Luongo: You are right, but the best way to secure revenues and future investments from all the partners involved in motocross is to deliver Grand Prix and a decent season. The MXGP economy represents easily 3.500 jobs, between the riders, mechanics, journalists, organizers, partners etc… Infront Moto Racing only represent more that 150 jobs and our priority for this year is to preserve all of them. It is a challenging time but I have to say until now everybody is determinate to start racing again. We are in discussion with the FIM to modify exceptionally for this season the regulations regarding the schedule of a Grand Prix. The EMX class program would be dedicated on Saturday while the MXGP and MX2 class would have their program only on Sunday. With the high rhythm we will would get from August to November, it would help the teams to have some more time between the races to work on the bikes and to travel.

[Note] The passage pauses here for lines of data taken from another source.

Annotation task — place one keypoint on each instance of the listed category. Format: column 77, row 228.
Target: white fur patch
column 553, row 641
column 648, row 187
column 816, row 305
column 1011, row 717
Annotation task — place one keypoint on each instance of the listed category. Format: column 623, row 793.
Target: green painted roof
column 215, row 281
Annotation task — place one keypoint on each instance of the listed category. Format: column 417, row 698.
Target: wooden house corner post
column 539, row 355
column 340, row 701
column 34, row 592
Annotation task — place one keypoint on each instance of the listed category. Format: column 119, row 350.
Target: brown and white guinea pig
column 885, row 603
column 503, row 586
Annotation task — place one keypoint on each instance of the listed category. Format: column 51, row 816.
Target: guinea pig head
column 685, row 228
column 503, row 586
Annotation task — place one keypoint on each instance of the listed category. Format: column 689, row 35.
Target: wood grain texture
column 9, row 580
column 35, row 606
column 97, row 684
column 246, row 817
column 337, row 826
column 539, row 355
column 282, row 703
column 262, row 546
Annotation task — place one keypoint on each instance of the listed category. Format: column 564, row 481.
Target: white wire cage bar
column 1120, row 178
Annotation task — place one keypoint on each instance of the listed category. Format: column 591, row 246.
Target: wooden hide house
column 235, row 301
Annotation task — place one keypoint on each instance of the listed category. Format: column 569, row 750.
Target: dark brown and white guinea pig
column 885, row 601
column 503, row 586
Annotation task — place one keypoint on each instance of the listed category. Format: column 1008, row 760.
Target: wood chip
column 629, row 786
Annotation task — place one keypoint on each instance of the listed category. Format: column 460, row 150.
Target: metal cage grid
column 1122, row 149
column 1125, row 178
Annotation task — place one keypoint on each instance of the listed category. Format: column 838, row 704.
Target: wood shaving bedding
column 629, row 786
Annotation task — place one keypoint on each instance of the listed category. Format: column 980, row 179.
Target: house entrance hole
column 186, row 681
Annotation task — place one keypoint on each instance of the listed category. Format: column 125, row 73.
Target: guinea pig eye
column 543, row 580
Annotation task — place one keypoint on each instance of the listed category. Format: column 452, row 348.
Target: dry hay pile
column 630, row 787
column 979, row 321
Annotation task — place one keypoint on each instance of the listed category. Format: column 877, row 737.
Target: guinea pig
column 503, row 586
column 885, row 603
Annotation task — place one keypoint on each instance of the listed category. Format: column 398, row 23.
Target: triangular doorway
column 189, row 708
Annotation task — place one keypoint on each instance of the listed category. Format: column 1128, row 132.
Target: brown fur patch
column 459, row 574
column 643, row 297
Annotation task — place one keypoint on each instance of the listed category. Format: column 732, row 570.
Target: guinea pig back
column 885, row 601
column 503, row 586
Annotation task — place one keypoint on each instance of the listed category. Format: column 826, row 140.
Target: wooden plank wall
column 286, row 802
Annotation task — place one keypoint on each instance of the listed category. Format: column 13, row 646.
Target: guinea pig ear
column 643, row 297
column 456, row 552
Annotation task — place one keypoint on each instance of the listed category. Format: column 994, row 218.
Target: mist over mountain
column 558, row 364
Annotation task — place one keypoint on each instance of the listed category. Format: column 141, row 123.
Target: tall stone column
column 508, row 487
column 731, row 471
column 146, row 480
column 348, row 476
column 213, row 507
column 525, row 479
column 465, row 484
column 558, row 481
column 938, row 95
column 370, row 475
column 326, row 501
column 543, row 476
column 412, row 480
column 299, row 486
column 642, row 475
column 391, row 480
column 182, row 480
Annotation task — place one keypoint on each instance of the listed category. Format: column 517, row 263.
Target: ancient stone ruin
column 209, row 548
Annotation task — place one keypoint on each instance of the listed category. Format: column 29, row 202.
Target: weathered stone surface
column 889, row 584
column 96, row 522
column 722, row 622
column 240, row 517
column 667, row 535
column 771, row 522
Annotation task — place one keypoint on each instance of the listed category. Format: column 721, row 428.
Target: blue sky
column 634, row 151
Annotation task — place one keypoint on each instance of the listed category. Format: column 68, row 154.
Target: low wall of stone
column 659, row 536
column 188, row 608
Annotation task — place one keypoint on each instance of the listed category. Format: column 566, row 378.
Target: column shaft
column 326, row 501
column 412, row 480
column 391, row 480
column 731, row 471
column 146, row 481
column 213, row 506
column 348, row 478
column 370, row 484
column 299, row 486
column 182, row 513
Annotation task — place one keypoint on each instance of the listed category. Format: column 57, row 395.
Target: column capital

The ripple effect of the pandemic is very likely to spread out for a long time to come. At this moment almost everyone is in uncertainty about the outcomes. Some sports pro-actively discuss budget reductions and financial reformation. It’s fair to say that 2020 is an incredibly tough one for motorcycle manufacturers and the entire motocross industry. Has the future of the sport in terms of controlling expenses, number of GP rounds and overseas been a point of discussion with you and the other stakeholders (manufacturers, teams, series’ partners) in world motocross?
Luongo: The success and the development of MXGP go through its development to the global events. In such vision the number of races and number of overseas are not in questions for the future. This is what made its dynamic for the last 20 years. After the crisis of 2008, the strategy of going outside of Europe almost saved the championship because some new countries have brought new markets to the industry. Asia is booming for motorsports right now as South America. On the other hand controlling the expenses is very important as for every company to maintain a logic between the costs and the revenues, this subject is in constant discussion with the different stakeholders of the MXGP.
Knowing that the factory teams in MXGP and MX2 are the best funded it’s clear that riders competing in WMX and the EMX classes will be affected by the economic situation in a different way than their GP colleagues. How do you see this?
Luongo: The situation will be handled in many different ways by the stakeholders. Unfortunately some will face more difficult moment that others but I am very confident that when the Covid-19 will be back of us, we will start again our great dynamic.
Every cloud has a silver lining. What do you see as the positives to emerge out of all of this for motocross or possibly the world at large?
Luongo: I am positively surprise by the unity of all the sport industry and the MX family around this crisis. Everybody is doing their best to start again in the best condition and is very motivated. The last months have been very challenging and a lot of us have been in a kind of restriction of liberty. After such moment I am confident that we will want to live 100% of the moment and enjoy even more our passions.
On a personal note, not traveling professionally has freed up time for all of us. What have you (re)discovered during the confinement period and how did you stay active?
Luongo: (laughs)My wife, just joking. Seriously, it was very strange to stay home for weeks when your life is full of travelling for years. I take usually 200 flights per year and none for the last 4 months. I took the opportunity to spend more time with my family, cooking and doing some more sport, slowing down the rhythm. I miss MXGP a lot!